Whether you love them or loathe them, resent every penny you fork out for them, buy only the best or eschew them altogether, you can’t deny that the bra isn’t a pretty iconic garment.
This month marks 100 years since the modern brassiere was invented by a 19-year-old New Yorker – and this week, women have been celebrating their place in our lives, whether that’s reminiscing about their favourite bras ever or by removing them and enjoying being ‘free’ for once.
So to mark a century’s worth of innovation in underwear, here are a few bra-related facts you may or may not know:
- Although bra-like garments are thought to date back hundreds of years, the bra as we know it today was first fashioned by Mary Phelps-Jacob, a wealthy socialite, in 1910. She was set to attend a debutante ball wearing a sheer dress and was unhappy with the way the bones of her corset poked out from the flimsy fabric. A well-endowed corset-hater, Mary asked her maid to help her attach two silk handkerchiefs together with ribbon as a means of support. Her family and friends loved the idea and wanted her to create brassieres for them too – and in 1914 she received the patent for the ‘backless brassiere’.
- Mary’s achievements didn’t just include the invention of the bra. She scandalised society when, as a married mother of two, she began an affair with Harry Crosby and divorced her husband to be with him. Mary and Harry married and moved to Paris in the 1920s, where she changed her name to Caresse. They led a decadent lifestyle involving an open marriage and plenty of drugs and parties. Later they founded publishing house Black Sun Press - showcasing early work by James Joyce, D H Lawrence and Ernest Hemingway - and Caresse even tried her hand at writing pornography.

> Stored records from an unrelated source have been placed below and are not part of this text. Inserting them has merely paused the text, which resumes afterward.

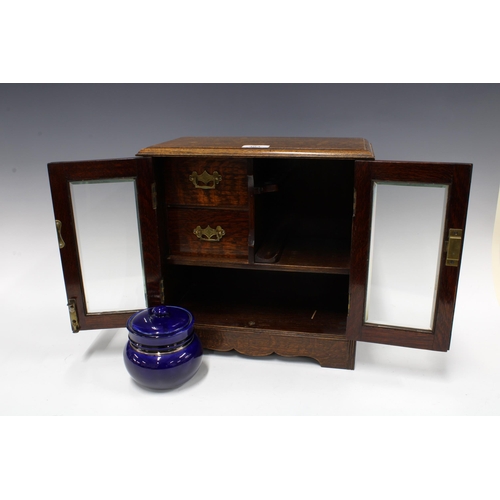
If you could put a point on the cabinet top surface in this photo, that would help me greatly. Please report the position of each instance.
(252, 147)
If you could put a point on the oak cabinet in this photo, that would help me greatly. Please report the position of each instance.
(294, 246)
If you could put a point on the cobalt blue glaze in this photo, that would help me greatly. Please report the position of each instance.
(163, 351)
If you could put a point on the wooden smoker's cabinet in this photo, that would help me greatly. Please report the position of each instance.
(271, 242)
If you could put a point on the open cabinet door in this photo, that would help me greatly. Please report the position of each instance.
(408, 230)
(106, 222)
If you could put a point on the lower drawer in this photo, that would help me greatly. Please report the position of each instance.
(208, 233)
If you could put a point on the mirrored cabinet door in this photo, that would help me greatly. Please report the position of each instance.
(408, 231)
(105, 215)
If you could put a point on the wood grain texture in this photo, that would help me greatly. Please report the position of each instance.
(457, 177)
(232, 190)
(292, 147)
(60, 176)
(329, 352)
(181, 223)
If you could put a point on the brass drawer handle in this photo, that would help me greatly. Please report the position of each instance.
(209, 181)
(209, 234)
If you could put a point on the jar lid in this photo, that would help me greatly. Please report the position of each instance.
(160, 325)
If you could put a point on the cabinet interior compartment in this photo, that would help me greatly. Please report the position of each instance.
(303, 213)
(261, 300)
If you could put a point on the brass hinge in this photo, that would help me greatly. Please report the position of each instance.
(153, 195)
(454, 247)
(73, 316)
(162, 292)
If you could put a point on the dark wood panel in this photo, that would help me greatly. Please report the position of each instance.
(230, 190)
(61, 174)
(457, 177)
(329, 352)
(182, 222)
(293, 147)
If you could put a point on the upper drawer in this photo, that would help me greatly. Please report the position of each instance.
(207, 182)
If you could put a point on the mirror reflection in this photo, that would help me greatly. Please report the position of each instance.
(405, 252)
(109, 248)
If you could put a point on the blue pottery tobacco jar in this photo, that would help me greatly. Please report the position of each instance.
(163, 351)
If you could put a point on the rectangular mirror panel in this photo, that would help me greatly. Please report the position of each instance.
(406, 246)
(109, 246)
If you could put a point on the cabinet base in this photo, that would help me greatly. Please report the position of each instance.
(329, 351)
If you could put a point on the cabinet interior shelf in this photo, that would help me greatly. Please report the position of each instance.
(317, 255)
(236, 298)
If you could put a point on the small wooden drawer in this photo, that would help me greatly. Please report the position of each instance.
(207, 182)
(208, 233)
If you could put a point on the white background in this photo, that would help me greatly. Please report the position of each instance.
(47, 371)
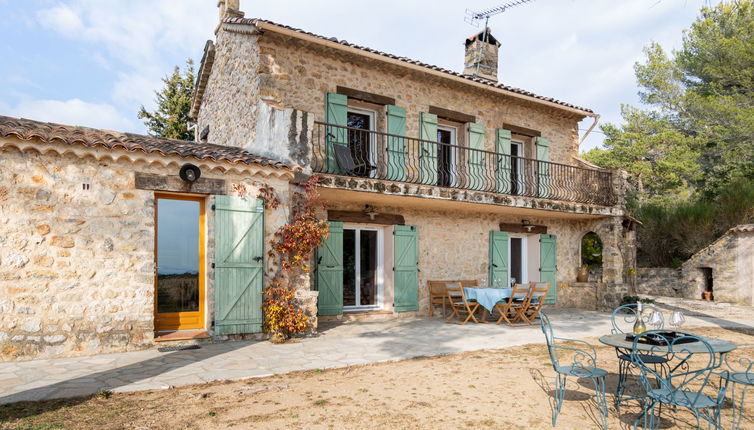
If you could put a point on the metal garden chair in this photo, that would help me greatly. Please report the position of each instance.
(688, 384)
(623, 319)
(581, 363)
(739, 373)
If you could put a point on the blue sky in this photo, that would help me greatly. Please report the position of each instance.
(94, 62)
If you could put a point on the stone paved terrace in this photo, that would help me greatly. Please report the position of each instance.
(336, 346)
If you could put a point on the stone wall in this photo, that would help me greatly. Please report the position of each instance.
(660, 281)
(453, 244)
(290, 73)
(77, 262)
(730, 258)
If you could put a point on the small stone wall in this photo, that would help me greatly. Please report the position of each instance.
(660, 281)
(592, 296)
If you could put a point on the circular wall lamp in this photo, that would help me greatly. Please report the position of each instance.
(190, 173)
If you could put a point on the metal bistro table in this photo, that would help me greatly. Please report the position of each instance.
(623, 346)
(487, 297)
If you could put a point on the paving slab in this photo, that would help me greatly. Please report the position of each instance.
(336, 345)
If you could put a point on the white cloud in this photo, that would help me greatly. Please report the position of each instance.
(73, 112)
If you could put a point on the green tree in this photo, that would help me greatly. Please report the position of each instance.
(698, 133)
(173, 101)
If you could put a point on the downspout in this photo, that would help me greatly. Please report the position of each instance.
(594, 124)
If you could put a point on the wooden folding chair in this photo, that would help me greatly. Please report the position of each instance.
(437, 295)
(459, 305)
(512, 310)
(536, 301)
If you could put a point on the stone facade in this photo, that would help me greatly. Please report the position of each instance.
(77, 243)
(289, 73)
(453, 243)
(728, 263)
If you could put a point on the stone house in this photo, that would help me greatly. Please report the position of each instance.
(113, 241)
(103, 246)
(429, 174)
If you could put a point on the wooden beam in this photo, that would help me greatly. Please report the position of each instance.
(361, 217)
(519, 228)
(522, 130)
(365, 96)
(452, 115)
(150, 181)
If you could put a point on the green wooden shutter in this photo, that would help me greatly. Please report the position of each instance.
(476, 158)
(548, 265)
(396, 146)
(330, 272)
(499, 272)
(336, 113)
(503, 146)
(428, 150)
(543, 169)
(239, 264)
(406, 269)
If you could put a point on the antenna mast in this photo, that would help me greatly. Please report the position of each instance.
(474, 18)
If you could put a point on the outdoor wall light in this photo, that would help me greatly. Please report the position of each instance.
(190, 173)
(370, 211)
(527, 225)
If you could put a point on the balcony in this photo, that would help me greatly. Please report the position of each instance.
(376, 155)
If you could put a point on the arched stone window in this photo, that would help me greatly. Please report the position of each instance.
(591, 250)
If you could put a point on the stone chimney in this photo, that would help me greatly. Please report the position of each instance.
(481, 55)
(229, 8)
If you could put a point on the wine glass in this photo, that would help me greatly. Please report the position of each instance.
(677, 320)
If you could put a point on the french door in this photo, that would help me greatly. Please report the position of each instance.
(362, 268)
(179, 274)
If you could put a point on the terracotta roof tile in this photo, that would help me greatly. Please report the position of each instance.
(26, 129)
(255, 21)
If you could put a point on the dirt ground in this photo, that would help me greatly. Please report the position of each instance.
(509, 389)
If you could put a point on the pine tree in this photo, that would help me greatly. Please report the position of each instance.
(171, 120)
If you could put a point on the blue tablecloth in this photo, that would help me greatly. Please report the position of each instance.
(487, 297)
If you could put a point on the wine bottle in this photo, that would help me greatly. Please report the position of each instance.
(639, 326)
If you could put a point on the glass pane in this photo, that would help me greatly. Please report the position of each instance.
(349, 267)
(516, 260)
(368, 269)
(177, 256)
(359, 141)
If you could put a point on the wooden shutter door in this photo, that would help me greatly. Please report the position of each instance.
(548, 265)
(503, 171)
(428, 149)
(239, 264)
(476, 158)
(499, 273)
(406, 269)
(336, 113)
(330, 272)
(543, 169)
(396, 146)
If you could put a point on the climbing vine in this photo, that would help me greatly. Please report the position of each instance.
(290, 252)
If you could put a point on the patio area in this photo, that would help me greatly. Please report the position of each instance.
(337, 345)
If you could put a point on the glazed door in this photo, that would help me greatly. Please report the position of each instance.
(179, 280)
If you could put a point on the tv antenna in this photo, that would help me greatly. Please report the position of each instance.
(474, 18)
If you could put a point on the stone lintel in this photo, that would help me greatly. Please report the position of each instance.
(154, 182)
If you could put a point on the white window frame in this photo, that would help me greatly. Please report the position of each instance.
(524, 258)
(372, 141)
(453, 156)
(380, 273)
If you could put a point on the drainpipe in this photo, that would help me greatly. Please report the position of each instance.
(594, 124)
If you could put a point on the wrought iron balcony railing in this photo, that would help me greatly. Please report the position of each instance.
(372, 154)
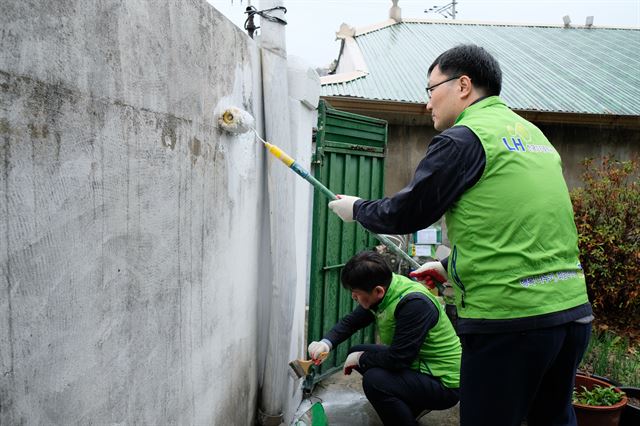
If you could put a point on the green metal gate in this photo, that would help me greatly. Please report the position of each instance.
(348, 159)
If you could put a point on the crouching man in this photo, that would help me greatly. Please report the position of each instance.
(417, 367)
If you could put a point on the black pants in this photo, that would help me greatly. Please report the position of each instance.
(508, 377)
(398, 396)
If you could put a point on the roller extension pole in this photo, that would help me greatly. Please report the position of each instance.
(291, 163)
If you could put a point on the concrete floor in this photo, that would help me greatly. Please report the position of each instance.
(345, 404)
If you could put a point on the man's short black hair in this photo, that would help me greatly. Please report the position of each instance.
(474, 62)
(365, 271)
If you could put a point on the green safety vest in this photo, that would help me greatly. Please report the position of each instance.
(440, 352)
(514, 241)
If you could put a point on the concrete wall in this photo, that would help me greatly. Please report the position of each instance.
(133, 232)
(407, 145)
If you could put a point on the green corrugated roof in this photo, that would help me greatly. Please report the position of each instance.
(592, 71)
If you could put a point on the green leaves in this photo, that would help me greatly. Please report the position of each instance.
(598, 395)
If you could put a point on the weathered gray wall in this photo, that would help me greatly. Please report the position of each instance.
(130, 227)
(407, 145)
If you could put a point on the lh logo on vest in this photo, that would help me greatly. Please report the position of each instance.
(516, 143)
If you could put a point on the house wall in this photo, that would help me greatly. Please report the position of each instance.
(407, 145)
(134, 234)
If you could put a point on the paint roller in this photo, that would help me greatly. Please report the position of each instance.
(237, 121)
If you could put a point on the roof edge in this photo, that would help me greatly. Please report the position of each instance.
(342, 77)
(364, 106)
(511, 24)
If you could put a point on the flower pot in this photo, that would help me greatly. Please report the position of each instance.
(597, 415)
(631, 413)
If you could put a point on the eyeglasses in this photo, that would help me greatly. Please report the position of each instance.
(430, 88)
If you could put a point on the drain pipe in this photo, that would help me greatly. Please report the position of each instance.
(277, 322)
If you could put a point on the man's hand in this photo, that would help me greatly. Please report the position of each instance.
(353, 361)
(343, 207)
(429, 273)
(317, 348)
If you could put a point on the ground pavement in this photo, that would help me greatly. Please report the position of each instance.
(345, 404)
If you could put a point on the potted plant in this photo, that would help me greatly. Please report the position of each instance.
(597, 403)
(631, 413)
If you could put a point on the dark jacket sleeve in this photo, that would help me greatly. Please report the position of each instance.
(415, 316)
(454, 162)
(349, 324)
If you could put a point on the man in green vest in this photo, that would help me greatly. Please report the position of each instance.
(524, 319)
(417, 366)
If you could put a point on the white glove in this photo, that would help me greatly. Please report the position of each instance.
(316, 348)
(429, 273)
(353, 361)
(343, 207)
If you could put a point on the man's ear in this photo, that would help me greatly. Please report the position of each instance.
(379, 291)
(465, 86)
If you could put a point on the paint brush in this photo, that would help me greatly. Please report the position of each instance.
(301, 367)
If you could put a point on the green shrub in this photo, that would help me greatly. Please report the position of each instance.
(612, 356)
(597, 396)
(607, 215)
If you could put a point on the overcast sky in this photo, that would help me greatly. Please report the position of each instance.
(312, 24)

- Cup sizes were not developed until the 1930s in the US and lettered sizes didn’t reach the UK until the ’50s. Maidenform, which first came up with the idea, wanted to rebel against the chest-flattening flapper fashions of the ’20s and provide support for women of all sizes. The flattening bras had received criticism from healthcare professionals who were worried that they could damage the breasts and hamper breastfeeding.
- Until recently, it was generally thought that the average bra size was 34B, but due to the fact that women’s breasts are getting bigger, the average is now 36D. Just a decade ago, most companies didn’t make bras any bigger than a DD cup. In the past year, department stores in the UK have started stocking J, K and even KK cups.
- The design of bras has changed with fashions over the decades. Whether it was the ‘flattening’ 1920s bras, ‘bullet’ or ‘cone’ styles of the '40s and ’50s, the more natural and comfortable look and feel of the ’60s and ’70s – when padded and underwired styles became popular - or the push-up mania of the ’90s, bra styles have evolved to suit changing tastes. Most fashion designers, however, continue to design clothes for a fairly flat-chested silhouette.
- The average American women owns six bras and US consumers spend $16 billion on them every year. A recent study showed that British women will spend an average of £2,700 on bras in a lifetime and buy four new ones a year.
- Although many feminists in the late ’60s criticised bras and what they symbolised, the much-derided story of feminists burning bras is actually a myth. Women protesting at the 1968 Miss American pageant threw items such as bras, makeup and girdles into a ‘Freedom Trashcan’ to symbolise their rejection of traditional femininity. But although they wanted to set fire to the bin, they weren’t allowed to do so. A journalist writing about the incident compared them to the draft card burning anti-Vietnam War protestors by calling them ‘bra-burners’ – and a legend was born.